Abstract

Single-incision laparoscopic surgery (SILS) has been demonstrated to be a feasible alternative to multiport laparoscopy, but concerns over port-site incisional hernias have not been well addressed. A retrospective study was performed to determine the rate of port-site hernias as well as influencing risk factors for developing this complication. A review of all consecutive patients who underwent SILS over 4years was conducted using electronic medical records in a multi-specialty integrated healthcare system. Statistical evaluation included descriptive analysis of demographics in addition to bivariate and multivariate analyses of potential risk factors, which were age, gender, BMI, procedure, existing insertion-site hernia, wound infection, tobacco use, steroid use, and diabetes. 787 patients who underwent SILS without conversion to open were reviewed. There were 454 cholecystectomies, 189 appendectomies, 72 colectomies, 21 fundoplications, 15 transabdominal inguinal herniorrhaphies, and 36 other surgeries. Cases included 532 (67.6%) women, and among all patients mean age was 44.65 (±19.05) years and mean BMI of 28.04 (±6). Of these, 50 (6.35%) patients were documented as developing port-site incisional hernias by a health care provider or by incidental imaging.
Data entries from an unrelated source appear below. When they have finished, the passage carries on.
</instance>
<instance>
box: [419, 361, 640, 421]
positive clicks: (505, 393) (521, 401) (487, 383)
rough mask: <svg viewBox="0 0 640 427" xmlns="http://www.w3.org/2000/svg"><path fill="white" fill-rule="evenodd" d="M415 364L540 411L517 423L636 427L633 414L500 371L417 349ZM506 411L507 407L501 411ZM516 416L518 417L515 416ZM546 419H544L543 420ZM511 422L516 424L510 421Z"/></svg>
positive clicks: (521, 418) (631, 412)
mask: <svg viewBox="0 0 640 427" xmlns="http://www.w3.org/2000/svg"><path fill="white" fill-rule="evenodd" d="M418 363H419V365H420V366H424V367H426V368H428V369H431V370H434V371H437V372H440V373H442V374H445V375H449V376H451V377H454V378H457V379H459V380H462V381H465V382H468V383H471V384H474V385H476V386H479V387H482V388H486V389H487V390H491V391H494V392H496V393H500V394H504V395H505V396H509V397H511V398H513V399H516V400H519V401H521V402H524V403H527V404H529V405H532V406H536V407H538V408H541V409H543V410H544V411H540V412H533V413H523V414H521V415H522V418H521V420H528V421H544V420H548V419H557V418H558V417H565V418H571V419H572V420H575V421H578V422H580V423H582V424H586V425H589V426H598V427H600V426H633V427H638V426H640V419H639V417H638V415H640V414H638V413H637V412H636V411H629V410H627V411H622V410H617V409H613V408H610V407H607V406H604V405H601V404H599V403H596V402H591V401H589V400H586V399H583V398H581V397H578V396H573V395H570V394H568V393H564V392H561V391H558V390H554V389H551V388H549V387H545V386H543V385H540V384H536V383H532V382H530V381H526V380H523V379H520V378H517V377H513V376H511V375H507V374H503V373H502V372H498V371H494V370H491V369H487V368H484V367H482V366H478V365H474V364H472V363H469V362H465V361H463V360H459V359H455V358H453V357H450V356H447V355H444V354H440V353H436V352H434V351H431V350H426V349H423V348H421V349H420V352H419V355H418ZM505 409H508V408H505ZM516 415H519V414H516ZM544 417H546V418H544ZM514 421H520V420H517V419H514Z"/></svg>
Of the risk factors analyzed, insertion-site hernia, age, and BMI were significant. Multivariate analysis indicated that both preexisting hernia and BMI were significant risk factors (p value=0.00212; p value=0.0307). Morbidly obese patients had the highest incidence of incisional hernias at 18.18% (p value=0.02). When selecting patients for SILS, surgeons should consider the presence of an umbilical hernia, increased age and obesity as risk factors for developing a port-site hernia.